Review by Camden Ferrell
How to Blow Up a Pipeline premiered at the 2022 Toronto International Film Festival and has played numerous festivals leading up its wide release. It is the sophomore feature from director Daniel Goldhaber. Timely, intense, and tightly crafted, this is a thrilling movie about environmental social justice that dives deep into the passionate albeit murky waters of property destruction.
In this movie, a group of environmental activists come together to purposefully destroy and blow up a pipeline. Each of the people in this group has a unique backstory that explains their motives for doing so, and we watch as they try and execute their plans and learn more about what led them down this path. This is a uniquely engaging premise that is based on the book of the same name by Andreas Malm.
Written by Goldhaber, Ariela Barer, and Jordan Sjol, the script is quite good and only has problems with its structure. It’s the first feature script for Barer and Sjol, and they all show a strong understanding of the fundamentals of storytelling and character development. It’s an absolutely thrilling story that knows how to build up tension and give viewers a reason to empathize with a unique group of individuals. However, intermittent flashbacks can definitely alter the pacing and perception of certain scenes even though this structure isn’t done arbitrarily.
The performances in this movie are all strong, and nobody in the ensemble overpowers anyone else. It contains actors like Ariela Barer, Forrest Goodluck, Sasha Lane, Lukas Gage and Kristine Froseth to name a few, and they all mesh together effortlessly. Their chemistry is strong from the start, and they all handle the intense subject matter and thrilling nature of the movie excellently. While it doesn’t contain any performances that I think are particularly mesmerizing, it is still one of the most balanced ensembles I’ve seen in a while.
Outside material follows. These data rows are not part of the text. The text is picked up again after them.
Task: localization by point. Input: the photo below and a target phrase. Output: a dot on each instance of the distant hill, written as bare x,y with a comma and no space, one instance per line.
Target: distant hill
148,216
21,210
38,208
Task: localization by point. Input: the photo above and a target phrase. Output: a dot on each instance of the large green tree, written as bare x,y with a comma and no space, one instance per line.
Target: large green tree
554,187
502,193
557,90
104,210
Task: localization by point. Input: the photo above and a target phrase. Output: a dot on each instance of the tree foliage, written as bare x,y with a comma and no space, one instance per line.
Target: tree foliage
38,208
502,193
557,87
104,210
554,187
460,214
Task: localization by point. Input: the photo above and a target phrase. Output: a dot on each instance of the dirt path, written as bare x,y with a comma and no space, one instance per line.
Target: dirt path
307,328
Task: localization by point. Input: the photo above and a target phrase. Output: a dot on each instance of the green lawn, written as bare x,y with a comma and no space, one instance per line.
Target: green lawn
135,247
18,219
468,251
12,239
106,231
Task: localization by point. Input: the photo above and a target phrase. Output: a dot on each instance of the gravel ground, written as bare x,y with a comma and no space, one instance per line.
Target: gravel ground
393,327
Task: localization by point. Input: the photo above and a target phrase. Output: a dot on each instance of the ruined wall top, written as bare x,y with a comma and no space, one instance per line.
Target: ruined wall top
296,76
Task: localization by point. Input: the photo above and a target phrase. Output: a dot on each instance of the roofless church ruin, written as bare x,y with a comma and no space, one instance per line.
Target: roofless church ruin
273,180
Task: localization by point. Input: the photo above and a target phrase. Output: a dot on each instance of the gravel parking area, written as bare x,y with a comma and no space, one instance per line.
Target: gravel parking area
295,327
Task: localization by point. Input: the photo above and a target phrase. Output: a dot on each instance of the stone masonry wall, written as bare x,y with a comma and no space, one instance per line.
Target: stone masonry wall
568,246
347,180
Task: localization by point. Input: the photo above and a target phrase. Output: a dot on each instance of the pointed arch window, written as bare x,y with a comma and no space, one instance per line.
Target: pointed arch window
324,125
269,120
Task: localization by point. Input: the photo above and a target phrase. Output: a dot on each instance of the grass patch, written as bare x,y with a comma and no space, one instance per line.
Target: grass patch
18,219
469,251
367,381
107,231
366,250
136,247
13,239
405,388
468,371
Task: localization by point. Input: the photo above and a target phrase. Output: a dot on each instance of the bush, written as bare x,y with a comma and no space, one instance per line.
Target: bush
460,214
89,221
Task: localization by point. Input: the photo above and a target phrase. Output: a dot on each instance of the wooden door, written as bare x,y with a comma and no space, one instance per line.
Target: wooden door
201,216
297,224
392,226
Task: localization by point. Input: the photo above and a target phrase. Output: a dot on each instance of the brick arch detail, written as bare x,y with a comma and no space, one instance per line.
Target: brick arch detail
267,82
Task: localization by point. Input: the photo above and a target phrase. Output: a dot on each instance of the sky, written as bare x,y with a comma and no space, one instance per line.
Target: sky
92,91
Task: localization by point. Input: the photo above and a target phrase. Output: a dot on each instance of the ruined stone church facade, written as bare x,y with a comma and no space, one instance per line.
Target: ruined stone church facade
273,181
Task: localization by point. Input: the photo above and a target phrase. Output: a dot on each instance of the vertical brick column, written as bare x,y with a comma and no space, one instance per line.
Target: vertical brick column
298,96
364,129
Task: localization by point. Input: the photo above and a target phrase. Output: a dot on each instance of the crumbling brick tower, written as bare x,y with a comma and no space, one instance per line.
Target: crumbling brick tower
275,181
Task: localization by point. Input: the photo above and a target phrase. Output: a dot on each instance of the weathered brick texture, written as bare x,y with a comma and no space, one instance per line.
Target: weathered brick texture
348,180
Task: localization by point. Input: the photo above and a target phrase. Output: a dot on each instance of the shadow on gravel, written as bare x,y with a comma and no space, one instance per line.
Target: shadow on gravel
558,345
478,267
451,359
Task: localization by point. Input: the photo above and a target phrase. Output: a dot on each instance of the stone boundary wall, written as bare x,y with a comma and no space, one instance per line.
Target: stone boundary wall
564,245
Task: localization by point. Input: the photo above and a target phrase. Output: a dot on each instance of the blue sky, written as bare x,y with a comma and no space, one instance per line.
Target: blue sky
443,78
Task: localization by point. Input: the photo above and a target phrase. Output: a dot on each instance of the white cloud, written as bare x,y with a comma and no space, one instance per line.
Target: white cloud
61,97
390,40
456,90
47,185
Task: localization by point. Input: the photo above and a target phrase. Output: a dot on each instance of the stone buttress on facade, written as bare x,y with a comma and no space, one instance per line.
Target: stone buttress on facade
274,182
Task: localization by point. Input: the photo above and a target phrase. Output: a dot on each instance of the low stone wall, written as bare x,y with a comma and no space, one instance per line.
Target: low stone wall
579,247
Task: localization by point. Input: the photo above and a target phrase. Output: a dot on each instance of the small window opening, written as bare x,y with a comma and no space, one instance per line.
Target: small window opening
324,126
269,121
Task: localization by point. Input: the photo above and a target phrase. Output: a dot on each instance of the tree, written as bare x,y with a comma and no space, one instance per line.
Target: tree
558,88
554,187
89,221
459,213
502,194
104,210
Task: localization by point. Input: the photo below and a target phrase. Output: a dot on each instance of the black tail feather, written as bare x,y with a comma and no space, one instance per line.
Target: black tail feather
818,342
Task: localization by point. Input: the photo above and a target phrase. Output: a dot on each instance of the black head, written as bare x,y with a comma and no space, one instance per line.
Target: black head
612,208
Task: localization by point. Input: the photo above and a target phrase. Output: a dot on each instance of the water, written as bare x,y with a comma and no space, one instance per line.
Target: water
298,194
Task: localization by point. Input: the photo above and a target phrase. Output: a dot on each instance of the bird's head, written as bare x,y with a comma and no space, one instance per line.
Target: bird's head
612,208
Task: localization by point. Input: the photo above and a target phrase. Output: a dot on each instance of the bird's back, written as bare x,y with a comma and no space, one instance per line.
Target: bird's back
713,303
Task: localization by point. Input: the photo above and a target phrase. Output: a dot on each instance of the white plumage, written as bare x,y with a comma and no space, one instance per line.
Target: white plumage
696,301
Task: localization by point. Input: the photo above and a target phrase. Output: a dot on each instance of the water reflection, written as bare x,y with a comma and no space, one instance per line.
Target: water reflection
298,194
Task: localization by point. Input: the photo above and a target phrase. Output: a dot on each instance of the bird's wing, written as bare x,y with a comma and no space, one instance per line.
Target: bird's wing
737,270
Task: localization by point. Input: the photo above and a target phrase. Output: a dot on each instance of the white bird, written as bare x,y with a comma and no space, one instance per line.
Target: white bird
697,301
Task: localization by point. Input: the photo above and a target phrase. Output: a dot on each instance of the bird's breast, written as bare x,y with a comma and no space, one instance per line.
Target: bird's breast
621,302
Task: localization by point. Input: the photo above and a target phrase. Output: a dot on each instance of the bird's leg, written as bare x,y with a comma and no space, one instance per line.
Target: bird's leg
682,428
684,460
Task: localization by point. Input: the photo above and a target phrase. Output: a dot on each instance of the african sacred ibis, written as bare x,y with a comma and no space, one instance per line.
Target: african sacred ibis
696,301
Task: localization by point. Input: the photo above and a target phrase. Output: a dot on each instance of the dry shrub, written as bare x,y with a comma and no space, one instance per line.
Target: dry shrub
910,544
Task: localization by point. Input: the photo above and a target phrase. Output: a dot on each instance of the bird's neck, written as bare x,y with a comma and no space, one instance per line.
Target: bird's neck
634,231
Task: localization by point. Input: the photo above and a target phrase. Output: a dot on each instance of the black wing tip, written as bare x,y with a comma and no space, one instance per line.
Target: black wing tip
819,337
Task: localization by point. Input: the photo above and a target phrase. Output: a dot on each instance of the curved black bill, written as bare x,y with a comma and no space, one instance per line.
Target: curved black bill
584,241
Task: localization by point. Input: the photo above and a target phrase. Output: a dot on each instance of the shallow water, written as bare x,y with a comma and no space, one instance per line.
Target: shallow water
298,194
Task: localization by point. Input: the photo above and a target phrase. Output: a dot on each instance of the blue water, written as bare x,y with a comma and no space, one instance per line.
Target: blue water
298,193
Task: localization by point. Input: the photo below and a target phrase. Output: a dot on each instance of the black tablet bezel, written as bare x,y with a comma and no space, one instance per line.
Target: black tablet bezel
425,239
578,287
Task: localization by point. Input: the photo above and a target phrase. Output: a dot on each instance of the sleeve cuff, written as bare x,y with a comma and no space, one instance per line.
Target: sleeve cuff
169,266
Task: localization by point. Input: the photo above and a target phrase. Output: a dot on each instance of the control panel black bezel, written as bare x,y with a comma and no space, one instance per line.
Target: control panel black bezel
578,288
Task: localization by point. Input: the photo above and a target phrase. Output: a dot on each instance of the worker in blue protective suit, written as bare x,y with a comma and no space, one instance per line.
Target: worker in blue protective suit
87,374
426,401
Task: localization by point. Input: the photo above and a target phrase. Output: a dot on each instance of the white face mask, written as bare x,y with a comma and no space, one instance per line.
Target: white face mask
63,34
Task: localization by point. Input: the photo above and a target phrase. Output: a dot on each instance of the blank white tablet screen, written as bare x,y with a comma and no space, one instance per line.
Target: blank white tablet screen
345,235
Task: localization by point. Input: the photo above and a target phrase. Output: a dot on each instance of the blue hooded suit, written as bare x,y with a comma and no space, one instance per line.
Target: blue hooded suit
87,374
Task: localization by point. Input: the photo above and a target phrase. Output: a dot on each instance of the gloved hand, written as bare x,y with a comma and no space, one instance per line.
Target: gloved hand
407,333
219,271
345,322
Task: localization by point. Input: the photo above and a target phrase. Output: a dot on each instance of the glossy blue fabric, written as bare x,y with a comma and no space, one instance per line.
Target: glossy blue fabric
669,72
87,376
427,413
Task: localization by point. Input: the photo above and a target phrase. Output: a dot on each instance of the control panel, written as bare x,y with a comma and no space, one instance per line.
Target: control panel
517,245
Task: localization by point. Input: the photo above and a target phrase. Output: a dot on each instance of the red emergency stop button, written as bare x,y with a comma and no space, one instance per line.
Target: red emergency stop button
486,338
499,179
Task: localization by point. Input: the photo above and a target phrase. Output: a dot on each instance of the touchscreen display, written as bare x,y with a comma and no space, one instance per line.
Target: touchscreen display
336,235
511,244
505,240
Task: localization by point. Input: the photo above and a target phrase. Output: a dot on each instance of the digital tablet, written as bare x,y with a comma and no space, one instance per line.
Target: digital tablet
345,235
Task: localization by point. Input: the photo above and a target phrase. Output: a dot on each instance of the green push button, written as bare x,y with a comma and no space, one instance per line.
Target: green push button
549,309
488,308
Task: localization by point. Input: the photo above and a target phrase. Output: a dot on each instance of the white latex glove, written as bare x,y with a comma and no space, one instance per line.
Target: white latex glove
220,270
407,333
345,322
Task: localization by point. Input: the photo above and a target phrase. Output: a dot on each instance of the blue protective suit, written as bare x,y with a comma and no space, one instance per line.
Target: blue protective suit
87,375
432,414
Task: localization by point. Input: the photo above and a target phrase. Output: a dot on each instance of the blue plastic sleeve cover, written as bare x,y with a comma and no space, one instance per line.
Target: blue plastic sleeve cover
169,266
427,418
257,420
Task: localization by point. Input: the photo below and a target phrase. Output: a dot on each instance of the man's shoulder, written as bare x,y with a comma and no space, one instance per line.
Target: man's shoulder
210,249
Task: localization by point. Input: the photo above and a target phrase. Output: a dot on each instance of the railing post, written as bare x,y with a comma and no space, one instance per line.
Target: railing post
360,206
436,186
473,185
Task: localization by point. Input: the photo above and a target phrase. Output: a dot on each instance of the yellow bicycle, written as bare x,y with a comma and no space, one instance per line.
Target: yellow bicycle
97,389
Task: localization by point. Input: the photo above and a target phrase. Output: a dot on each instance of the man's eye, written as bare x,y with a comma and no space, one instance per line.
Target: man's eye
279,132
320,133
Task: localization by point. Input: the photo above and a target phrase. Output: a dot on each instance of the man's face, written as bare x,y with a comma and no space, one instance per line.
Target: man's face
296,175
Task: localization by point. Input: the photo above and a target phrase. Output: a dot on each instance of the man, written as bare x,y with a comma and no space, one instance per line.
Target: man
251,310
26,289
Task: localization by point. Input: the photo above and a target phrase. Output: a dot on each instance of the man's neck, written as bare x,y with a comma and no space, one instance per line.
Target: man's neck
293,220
What’s also great about this movie is its timely themes and bold messages. Goldhaber isn’t shy with approaching the more troubling and controversial aspects of this film’s premise. He doesn’t try and appeal to all audiences, and he doesn’t dilute the story to make it more palatable. Just like his debut film Cam, Goldhaber has a firm vision that he follows without worrying too much about how wide its reach will be. This, combined with some truly amazing sequences and pacing gives me strong hope that we’ll be seeing a lot more from this talented director in the future.
How to Blow Up a Pipeline is a thrilling experience with a strong emotional core. Its themes and positions on timely issues might not appeal to everyone, but it is bold and unapologetic in what it has to say. Its narrative structure is necessary, but the flashbacks do harm this film’s quality more than anything else. Visually creative and uniquely intense, this is definitely a movie worth checking out.
How to Blow Up a Pipeline is in theaters April 7.